I'm trying to put together descriptive statistics for a set of differently sized groups of students. For each group of students, let's say I know the # of students who are left handed. I'd like to formulate what it means for a group to have a "higher than average" percentage of left-handedness.
What's a statistically sound way to define mean and standard deviation for this type of data?
Let's say the groups are A, B, C (with student size 30, 50, and 100) And the percentages of left-handedness are 5%, 25%, and 55%. The groups represent what schools the students attend, and I'd like to have descriptive data about the left-handedness tendency of each school (e.g. school C is 1.5 std above from the mean in it's rate of left-handedness). If I combine all the groups together, I can calculate the overall rate of left-handedness, but then how do I get at something like a standard deviation across the groups?

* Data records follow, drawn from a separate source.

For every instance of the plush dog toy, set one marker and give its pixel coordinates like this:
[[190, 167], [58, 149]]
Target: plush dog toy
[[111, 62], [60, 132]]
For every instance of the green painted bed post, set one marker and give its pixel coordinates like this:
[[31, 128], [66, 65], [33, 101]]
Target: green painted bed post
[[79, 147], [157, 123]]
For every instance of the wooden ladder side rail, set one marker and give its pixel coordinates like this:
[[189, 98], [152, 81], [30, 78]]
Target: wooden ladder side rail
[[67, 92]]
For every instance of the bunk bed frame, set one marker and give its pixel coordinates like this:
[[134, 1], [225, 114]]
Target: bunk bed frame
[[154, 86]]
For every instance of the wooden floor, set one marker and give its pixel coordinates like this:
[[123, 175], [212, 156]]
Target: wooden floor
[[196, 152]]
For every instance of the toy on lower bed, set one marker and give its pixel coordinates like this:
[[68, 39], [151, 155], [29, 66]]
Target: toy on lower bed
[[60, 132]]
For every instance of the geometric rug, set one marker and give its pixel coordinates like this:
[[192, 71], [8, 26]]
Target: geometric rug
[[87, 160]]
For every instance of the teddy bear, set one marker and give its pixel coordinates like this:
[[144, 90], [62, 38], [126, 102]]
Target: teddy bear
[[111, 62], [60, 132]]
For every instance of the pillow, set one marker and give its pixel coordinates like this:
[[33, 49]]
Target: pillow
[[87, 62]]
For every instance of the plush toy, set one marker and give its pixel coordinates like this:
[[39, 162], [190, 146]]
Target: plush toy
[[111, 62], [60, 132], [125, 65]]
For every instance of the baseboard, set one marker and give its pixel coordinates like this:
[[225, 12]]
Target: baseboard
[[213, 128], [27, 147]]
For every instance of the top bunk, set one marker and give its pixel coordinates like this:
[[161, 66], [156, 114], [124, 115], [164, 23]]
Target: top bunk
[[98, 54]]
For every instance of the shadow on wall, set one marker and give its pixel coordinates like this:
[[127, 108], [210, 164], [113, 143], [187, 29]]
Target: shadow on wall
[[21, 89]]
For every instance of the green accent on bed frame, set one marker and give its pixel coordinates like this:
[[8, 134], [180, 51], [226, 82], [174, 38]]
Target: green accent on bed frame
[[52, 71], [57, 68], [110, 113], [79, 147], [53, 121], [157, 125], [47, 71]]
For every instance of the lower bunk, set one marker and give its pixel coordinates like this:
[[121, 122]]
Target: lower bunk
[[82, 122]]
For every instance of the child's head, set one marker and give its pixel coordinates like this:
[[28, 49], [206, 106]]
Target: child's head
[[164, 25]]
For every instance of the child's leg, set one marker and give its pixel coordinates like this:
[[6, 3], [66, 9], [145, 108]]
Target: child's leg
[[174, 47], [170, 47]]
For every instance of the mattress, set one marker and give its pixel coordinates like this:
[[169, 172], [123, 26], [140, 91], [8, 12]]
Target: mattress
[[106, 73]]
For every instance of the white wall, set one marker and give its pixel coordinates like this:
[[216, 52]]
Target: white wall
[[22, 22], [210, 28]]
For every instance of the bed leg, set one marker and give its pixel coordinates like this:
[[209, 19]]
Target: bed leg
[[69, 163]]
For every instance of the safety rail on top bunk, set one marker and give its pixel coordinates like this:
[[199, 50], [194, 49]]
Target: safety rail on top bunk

Would it make sense to do a weighted average and weighted std calculation (using student group size for the weighting)? Or does it make more sense to take each percentage as its own data point and do a non-weighted mean and std? Is the overall rate of left-handedness (across all student groups) in this case the same thing as a weighted average?
All I'm trying to do at this point is describe the data in a statistically sound way. Any pointers to resources I can read up on to get a better understanding would also be appreciated. The real data has ~600 groups, with each group varying in size from 2 to 1500. Also, how can I derive a threshold for which groups are "too small" to consider and leave them out of the overall descriptive calculations?